Meal Prep Week-Long Power Bowl (Print)

Nutritious layered bowls with quinoa, roasted vegetables, beans, fresh veggies, nuts and creamy tahini dressing for easy meals all week.

# Components:

→ Grains

01 - 2.5 cups cooked quinoa, or 1 cup dry quinoa

→ Roasted Vegetables

02 - 2 cups sweet potato, peeled and diced
03 - 2 cups broccoli florets
04 - 1 red bell pepper, chopped
05 - 2 tablespoons olive oil
06 - 0.5 teaspoon sea salt
07 - 0.25 teaspoon black pepper

→ Fresh Vegetables

08 - 1 cup cherry tomatoes, halved
09 - 1 cup cucumber, diced
10 - 1 cup baby spinach or kale, chopped
11 - 0.25 cup red onion, thinly sliced

→ Legumes

12 - 1.5 cups cooked black beans, or 1 can rinsed and drained
13 - 1.5 cups cooked chickpeas, or 1 can rinsed and drained

→ Nuts and Seeds

14 - 0.25 cup roasted almonds, chopped
15 - 2 tablespoons pumpkin seeds
16 - 2 tablespoons sunflower seeds

→ Tahini Dressing

17 - 0.25 cup tahini
18 - 2 tablespoons fresh lemon juice
19 - 2 tablespoons water
20 - 1 tablespoon maple syrup
21 - 1 clove garlic, minced
22 - 0.25 teaspoon ground cumin
23 - Salt and black pepper to taste

# Directions:

01 - Preheat oven to 425°F. Line a baking sheet with parchment paper.
02 - In a bowl, toss sweet potato, broccoli, and bell pepper with olive oil, sea salt, and black pepper. Spread evenly on the prepared baking sheet.
03 - Roast for 25 to 30 minutes, stirring halfway through, until tender and lightly caramelized. Set aside to cool completely.
04 - Cook quinoa according to package instructions if not pre-cooked.

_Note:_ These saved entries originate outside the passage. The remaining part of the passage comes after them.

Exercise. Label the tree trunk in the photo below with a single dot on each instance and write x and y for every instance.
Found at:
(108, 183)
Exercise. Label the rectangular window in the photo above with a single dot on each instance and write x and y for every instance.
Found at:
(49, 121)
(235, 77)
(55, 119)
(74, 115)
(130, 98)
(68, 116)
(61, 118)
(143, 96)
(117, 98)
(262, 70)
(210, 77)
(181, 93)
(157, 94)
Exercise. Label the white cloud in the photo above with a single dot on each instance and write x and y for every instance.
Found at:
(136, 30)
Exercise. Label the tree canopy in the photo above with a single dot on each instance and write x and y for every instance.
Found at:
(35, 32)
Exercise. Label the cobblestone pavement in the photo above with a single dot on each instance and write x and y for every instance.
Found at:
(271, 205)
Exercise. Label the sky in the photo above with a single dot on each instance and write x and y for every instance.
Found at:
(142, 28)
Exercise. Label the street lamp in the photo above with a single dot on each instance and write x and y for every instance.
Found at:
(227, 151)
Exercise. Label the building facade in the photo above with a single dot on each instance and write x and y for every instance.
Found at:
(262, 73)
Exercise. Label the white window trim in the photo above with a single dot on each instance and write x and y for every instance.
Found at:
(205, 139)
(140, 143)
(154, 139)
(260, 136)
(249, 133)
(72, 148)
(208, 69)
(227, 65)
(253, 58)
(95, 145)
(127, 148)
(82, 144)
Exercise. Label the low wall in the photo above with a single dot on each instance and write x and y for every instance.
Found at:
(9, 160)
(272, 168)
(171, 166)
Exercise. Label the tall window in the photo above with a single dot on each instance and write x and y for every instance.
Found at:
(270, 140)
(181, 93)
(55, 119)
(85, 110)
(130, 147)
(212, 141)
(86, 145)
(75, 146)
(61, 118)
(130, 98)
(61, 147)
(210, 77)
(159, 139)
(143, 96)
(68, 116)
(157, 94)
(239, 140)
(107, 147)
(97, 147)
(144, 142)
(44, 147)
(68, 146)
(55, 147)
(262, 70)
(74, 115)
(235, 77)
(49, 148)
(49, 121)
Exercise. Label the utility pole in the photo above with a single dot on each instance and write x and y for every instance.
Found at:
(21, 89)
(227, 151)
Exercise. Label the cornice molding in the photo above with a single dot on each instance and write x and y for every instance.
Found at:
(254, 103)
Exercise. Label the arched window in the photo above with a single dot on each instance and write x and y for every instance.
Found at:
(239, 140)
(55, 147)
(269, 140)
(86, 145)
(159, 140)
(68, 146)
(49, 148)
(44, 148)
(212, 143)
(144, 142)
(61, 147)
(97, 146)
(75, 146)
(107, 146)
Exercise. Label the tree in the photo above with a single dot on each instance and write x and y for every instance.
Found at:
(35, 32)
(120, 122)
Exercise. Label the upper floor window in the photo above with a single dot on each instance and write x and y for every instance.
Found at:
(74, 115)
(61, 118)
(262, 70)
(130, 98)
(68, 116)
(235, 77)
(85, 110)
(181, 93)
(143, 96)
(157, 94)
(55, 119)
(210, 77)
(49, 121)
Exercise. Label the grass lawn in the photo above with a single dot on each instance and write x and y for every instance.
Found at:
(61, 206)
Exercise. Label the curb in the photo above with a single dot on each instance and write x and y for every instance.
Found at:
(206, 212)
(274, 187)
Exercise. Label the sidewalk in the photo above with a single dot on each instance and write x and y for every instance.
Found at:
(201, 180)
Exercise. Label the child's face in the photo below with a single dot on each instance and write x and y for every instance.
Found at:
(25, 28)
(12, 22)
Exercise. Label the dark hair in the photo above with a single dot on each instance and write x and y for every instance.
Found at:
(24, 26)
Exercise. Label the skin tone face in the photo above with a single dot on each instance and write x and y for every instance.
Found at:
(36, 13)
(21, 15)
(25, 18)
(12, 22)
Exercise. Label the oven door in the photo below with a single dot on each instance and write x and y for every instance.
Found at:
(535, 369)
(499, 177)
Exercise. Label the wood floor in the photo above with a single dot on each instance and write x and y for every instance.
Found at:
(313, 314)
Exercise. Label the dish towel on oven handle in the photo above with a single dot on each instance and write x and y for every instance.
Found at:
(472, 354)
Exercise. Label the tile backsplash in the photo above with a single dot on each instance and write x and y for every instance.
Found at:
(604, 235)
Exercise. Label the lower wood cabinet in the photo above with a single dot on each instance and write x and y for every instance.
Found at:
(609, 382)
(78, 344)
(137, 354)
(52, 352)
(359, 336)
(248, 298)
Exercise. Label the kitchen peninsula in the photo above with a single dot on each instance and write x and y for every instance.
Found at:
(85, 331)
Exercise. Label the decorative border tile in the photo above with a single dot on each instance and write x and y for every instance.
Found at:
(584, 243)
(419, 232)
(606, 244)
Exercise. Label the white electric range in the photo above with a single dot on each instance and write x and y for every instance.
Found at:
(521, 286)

Allow to cool to room temperature.
05 - In a small bowl, whisk together tahini, lemon juice, water, maple syrup, minced garlic, cumin, salt, and pepper until smooth and creamy. Adjust consistency with additional water if needed.
06 - In meal prep containers, layer each serving with 0.5 cup cooked quinoa, roasted vegetables, fresh tomatoes, cucumber, greens and red onion, 0.33 cup black beans and 0.33 cup chickpeas, and sprinkle with chopped almonds, pumpkin seeds, and sunflower seeds.
07 - Drizzle each bowl with tahini dressing just before serving, or pack dressing separately to maintain optimal texture during storage.

# Expert Advice:

01 -
  • You cook once and eat well for five full days without touching a stove again.
  • Every bite delivers a satisfying mix of textures, from creamy beans to crispy seeds.
  • It fuels you through busy mornings and long afternoons without the mid day crash.
  • Customization is built in, so you never get bored with the same flavors twice.
02 -
  • Do not skip stirring the vegetables halfway through roasting or you will end up with burnt edges and raw centers.
  • Let the quinoa cool completely before assembling or the heat will wilt your greens and make everything soggy.
  • Store the dressing separately for the first few days to maintain the crunch of your vegetables and seeds.
  • If your tahini dressing seizes up in the fridge, just whisk in a teaspoon of warm water to bring it back to life.
03 -
  • Roast your vegetables on the highest oven rack for the crispiest, most caramelized results.
  • Toast your nuts and seeds in a dry skillet for a few minutes to intensify their flavor and crunch.
  • Use a fork to fluff the quinoa after cooking so it does not clump together in your bowls.
  • Add a pinch of smoked paprika to the dressing for a subtle smoky depth that makes everything taste richer.